So? Beethoven and a lot of other great composers did that, but that's irrelevant of what i am talking about here. When Beethoven does it, it's okay, because it's HIS work. But, when somone else does it (without the permission of the composer), then it is NOT Okay. No matter what context it is in.


----------



## JChang (Feb 22, 2008)

Gustav said:


> No matter what context it is in.


I wouldn't go so far... many great composers (including Beethoven himself, Mozart, Brahms etc.) wrote Variations by borrowing a melody (theme) from others.

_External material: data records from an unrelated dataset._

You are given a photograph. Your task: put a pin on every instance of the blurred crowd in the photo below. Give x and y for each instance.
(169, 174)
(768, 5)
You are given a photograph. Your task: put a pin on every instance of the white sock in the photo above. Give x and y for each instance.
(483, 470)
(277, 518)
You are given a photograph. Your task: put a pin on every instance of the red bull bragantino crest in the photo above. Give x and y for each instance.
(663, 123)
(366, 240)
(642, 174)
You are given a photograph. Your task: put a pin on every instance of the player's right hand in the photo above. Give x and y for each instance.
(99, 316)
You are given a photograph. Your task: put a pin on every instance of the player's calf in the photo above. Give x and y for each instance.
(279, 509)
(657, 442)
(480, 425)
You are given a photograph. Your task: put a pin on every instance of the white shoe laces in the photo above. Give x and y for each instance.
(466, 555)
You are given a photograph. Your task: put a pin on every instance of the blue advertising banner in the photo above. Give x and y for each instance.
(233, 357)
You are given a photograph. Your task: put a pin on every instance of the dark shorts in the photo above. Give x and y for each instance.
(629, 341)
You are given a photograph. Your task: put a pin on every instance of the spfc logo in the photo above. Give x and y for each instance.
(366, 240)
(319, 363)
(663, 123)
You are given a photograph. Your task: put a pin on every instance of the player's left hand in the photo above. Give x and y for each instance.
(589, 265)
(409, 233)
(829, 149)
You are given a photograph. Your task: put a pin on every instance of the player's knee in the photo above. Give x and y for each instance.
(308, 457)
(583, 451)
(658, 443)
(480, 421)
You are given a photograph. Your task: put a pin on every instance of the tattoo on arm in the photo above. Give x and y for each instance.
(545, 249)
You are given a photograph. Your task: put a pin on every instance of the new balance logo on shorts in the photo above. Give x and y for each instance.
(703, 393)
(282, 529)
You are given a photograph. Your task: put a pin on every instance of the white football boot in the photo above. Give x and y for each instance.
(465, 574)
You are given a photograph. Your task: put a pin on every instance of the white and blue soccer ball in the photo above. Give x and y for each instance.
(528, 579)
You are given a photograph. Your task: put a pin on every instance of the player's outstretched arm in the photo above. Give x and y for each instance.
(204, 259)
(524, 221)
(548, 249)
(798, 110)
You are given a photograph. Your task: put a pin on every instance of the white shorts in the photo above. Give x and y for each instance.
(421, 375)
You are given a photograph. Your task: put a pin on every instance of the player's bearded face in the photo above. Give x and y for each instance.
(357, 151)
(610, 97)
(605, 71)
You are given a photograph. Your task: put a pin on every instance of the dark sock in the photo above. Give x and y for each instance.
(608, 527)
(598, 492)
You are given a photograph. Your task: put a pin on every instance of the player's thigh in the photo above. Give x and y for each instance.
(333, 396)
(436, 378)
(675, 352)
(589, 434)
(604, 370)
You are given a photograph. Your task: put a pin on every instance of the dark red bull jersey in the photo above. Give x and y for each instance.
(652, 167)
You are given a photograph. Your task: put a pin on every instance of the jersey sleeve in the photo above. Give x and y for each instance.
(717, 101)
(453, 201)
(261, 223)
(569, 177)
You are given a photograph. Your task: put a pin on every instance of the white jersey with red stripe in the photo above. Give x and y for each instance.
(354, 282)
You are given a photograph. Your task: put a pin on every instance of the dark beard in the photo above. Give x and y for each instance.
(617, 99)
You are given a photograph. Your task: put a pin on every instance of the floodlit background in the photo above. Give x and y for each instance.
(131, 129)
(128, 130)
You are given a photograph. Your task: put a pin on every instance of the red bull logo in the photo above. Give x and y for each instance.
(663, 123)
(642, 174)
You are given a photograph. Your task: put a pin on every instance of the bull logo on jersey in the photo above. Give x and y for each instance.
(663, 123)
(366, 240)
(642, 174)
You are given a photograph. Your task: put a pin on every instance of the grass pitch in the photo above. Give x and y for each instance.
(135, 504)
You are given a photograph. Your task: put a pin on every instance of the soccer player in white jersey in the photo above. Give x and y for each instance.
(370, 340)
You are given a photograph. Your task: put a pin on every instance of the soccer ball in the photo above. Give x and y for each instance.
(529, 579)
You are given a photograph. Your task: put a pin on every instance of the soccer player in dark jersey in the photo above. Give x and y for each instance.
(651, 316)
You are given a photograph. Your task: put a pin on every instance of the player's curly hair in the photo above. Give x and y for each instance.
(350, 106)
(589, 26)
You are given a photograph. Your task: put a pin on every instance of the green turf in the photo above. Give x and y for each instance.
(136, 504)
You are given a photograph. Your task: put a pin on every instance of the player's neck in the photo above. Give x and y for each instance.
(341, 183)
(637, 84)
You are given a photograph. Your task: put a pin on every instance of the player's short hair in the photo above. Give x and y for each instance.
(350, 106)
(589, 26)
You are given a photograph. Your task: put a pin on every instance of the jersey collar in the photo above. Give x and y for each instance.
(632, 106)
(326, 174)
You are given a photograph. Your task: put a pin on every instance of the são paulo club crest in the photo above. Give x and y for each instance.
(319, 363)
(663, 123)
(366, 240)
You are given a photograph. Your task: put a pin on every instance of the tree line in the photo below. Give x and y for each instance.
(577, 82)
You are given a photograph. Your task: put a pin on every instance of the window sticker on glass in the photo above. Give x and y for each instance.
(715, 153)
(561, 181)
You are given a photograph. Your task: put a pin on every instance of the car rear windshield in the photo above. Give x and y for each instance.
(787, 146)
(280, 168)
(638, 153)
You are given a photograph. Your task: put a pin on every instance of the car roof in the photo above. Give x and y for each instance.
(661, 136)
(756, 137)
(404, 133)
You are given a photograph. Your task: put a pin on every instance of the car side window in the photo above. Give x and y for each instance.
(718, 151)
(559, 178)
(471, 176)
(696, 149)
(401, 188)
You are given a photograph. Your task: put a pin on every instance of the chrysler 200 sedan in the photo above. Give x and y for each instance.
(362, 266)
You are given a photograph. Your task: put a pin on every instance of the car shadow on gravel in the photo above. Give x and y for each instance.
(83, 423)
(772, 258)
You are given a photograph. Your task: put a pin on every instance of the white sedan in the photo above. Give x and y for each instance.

Also, if you are a composition student, sometimes you may be encouraged to arrange great composers' work into another format so you better appreciate their musical languages and techniques. It's a very useful exercise and there is nothing disrespectful about it (quite the contrary). Whether or not you DARE to play that homework of yours in front of public audiences is a different story.


----------



## joen_cph (Jan 17, 2010)

This thread keeps coming up in the searches & I remember doing some Googling in order to solve the "mystery" of the recording, not finding anything though. Unless something else is proven, perhaps the music spoken of here was actually the 3rd Symphony by Vaughan-Williams, also called "Pastoral Symphony", which briefly has a soprano singing without words in the finale ...


----------



## Art Rock (Nov 28, 2009)

Sarah Brightnan did a vocal version of a key melody of Beethoven's 7th, but not the 6th AFAIK.


----------